Nick's Place: Papers: Purchase College: College Writing: Handbells


Nicholas Barnard

College Writing

Thomasenia Hutchins

Playing handbells is a paradox defined by dichotomies. It is a group instrument, and an individual one. Playing them is physically demanding and relaxing. Engaging yourself with them is mentally taxing, and soothing. To the observer it appears easy, but it isn't for the bell player who makes it look that way. I was attracted to handbells because it was an instrument that required more than one person to play. This creates a unique team aspect to playing handbells not found in any other instrument. Teamwork is essential to playing handbells; handbell music could not exist without it. Handbells are an obsession of mine as a result of the teamwork, uniqueness of the instrument, the demanding rehearsals, and the mystique that comes of being a member of a unique instrumental group.

The first day I rang bells I remember despising the feeling afterwards. Specifically the soreness in my breasts from damping the bells against them. In my first years of handbell choir I remember a lot of hard work, counting rhythms, and rehearsing what bell I should pick up with each hand. While these basics don't disappear from playing bells, they become more routine and the more advanced hurdles, such as sharing bells between people, and managing turning pages of the music while you are playing at a ravenous pace.

Teamwork is more fundamental to bell playing than any team sport. Unlike an orchestra or sports team where every member is capable of producing a whole range of products allowing the melody, harmony, or positions to be duplicated, each bell player usually plays two bells, making her responsible for two notes. This makes each player interdependent on each other. A melody is an impossible task to achieve with only two notes, therefore to make music you need your fellow bell players and they need you.

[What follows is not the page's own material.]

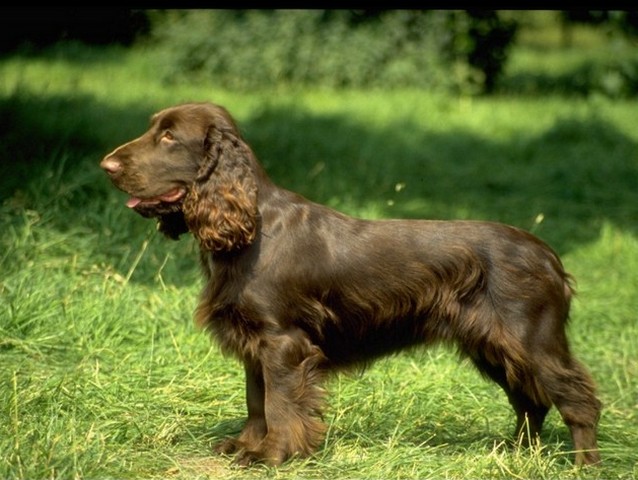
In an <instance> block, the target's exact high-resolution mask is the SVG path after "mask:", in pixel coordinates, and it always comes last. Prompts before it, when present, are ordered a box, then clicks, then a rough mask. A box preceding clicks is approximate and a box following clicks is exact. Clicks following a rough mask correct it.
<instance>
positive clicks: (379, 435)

The skill of bell playing that cannot be taught, but only learned through experience, is a realization of the gestalt, the whole reality of the song, and where your part fits in with the whole. I have had several times during rehearsal where the director would be interrupted, and the group would finish the song because we all had a total image of the song, and listened for our audible cues. Bell playing is a team musical sport; the instrument cannot be played without the team.

One of my most memorable bell performances was at a wedding. I muddied the whole piece with a noticeable wrong note, and let the team down. We were playing a song that I had well learned. In our final rehearsals for this wedding though I had made the mistake of playing a C#3 instead of a C3. (The three indicates the octave of the bell.) I had identified the reason for this as a simple problem, the song before it utilized a C#3 and I had failed to exchange it for the C3 in-between songs. In our final rehearsal in the wedding hall I made the simple bell switch, and our rehearsal went perfectly. It would not be that way in the wedding. I made a proud point of playing this note, as I believed I had switched the bells. I lowered the bell, snapped my wrist, and begun to move the bell in the proper circle. I recognized the wrong note about one and a half beats into the whole note, and stopped the sound by damping the bell against my breast. Despite my fast response the damage had been done, the audience obviously knew that a wrong note had been played. Most of my handbell choir experiences weren't this embarrassing. Even if I never had the unique events my six years of playing bells yielded, I would still consider it one of the most enjoyable and exciting experiences of my life.

Playing Bells is an experience that requires many skills both physical and mental. I have just touched the tip of iceberg of handbell skills. Bells are a mystical art replete with a myriad of levels of knowledge and methodology. They are the most unique instrument in the world for an innumerable number of reasons. Given this mystique many would wrongly think that they would have no chance at playing bells. Handbells are an assessable instrument available to those who enjoy a challenge, and will struggle to overcome that challenge avoiding defeat. I was up to the challenge of playing bells when my opportunity came, and I haven't regretted a minute of it.